The film is ostensibly about a man, Johnny, played by Wiseau, and how his relationship with his girlfriend Lisa fails because of her infidelity. This manifests itself in her seducing the clueless Mark, who is supposedly Johnny’s best friend. We know this because he repeatedly tells us. The dialogue here is so bad that it’s a wonder Wiseau can even speak English.

One particularly engrossing scene has him talking to a woman at a flower shop. Though she responds to his hello, she later says that she “didn’t recognize him,” and ends her part of the conversation by saying, “You’re my favorite customer.” For his part, Johnny says hi about seven times, including to a dog. Only his English is so bad that instead of hi it comes out as ‘hai,’ and becomes an instant catch phrase to adopt when greeting one’s friends.

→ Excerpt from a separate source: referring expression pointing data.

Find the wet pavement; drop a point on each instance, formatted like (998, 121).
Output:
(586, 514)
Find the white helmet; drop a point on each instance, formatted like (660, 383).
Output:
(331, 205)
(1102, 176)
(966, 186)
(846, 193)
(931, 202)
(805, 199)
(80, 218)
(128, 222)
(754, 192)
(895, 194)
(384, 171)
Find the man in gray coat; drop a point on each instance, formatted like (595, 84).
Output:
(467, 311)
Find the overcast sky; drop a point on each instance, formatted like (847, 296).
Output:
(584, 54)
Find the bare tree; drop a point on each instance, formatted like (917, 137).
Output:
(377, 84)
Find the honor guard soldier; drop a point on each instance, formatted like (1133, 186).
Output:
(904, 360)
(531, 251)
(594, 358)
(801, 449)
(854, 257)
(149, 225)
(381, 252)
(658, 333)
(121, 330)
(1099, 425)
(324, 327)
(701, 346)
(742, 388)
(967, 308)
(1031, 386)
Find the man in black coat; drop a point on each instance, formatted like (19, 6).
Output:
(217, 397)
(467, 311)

“The Room” is an exercise in recognizing all that can go wrong with a movie. It has continuity errors, meaningless motifs, terribly stiff dialogue and atrocious acting. Story lines are brought up and then never resolved, as in when Denny, the young neighbor Johnny and Lisa look after, gets into trouble with a drug dealer.

The scene that is perhaps most iconic of the film isn’t even its own. Johnny’s epic outcry “You are tearing me apart, Lisa!” is lifted from the iconic James Dean movie “Rebel Without a Cause,” though the lack of any discernible cadence in Wiseau’s voice takes a tragic moment and makes it hilarious.

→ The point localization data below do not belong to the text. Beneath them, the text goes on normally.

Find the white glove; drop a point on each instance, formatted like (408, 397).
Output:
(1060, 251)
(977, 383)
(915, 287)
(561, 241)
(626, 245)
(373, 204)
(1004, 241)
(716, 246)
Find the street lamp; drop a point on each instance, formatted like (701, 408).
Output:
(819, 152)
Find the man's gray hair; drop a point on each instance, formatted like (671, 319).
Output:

This movie so bad that Kyle Vogt, the actor who plays Johnny’s friend Peter, quit the film during production, and his lines had to be given to another actor.

The most shocking thing, however, is that all of these terrible and poorly thought-out decisions coalesce to create a wholly engrossing movie-going experience. Such an enjoyable experience, indeed, that the film is regularly shown in theaters as the premiere ‘midnight movie.’

Fans have made an event of the showings, dressing up as Johnny, throwing footballs around the theater and yelling “Go! Go! Go!” as the camera does one of its many panning shots of San Francisco. It creates an atmosphere similar to live viewings of “Rocky Horror Picture Show,” only less sexually depraved and way more awkward.

The reason this movie is so enjoyable is because it is so cringe-worthy that there comes a point where the horribleness of it numbs the mind, and the only response left is to laugh. It is an ordeal best experienced with friends, one that will undoubtedly test the limits of your friendship, but one that may, with some luck and a lot of laughs, make it even stronger.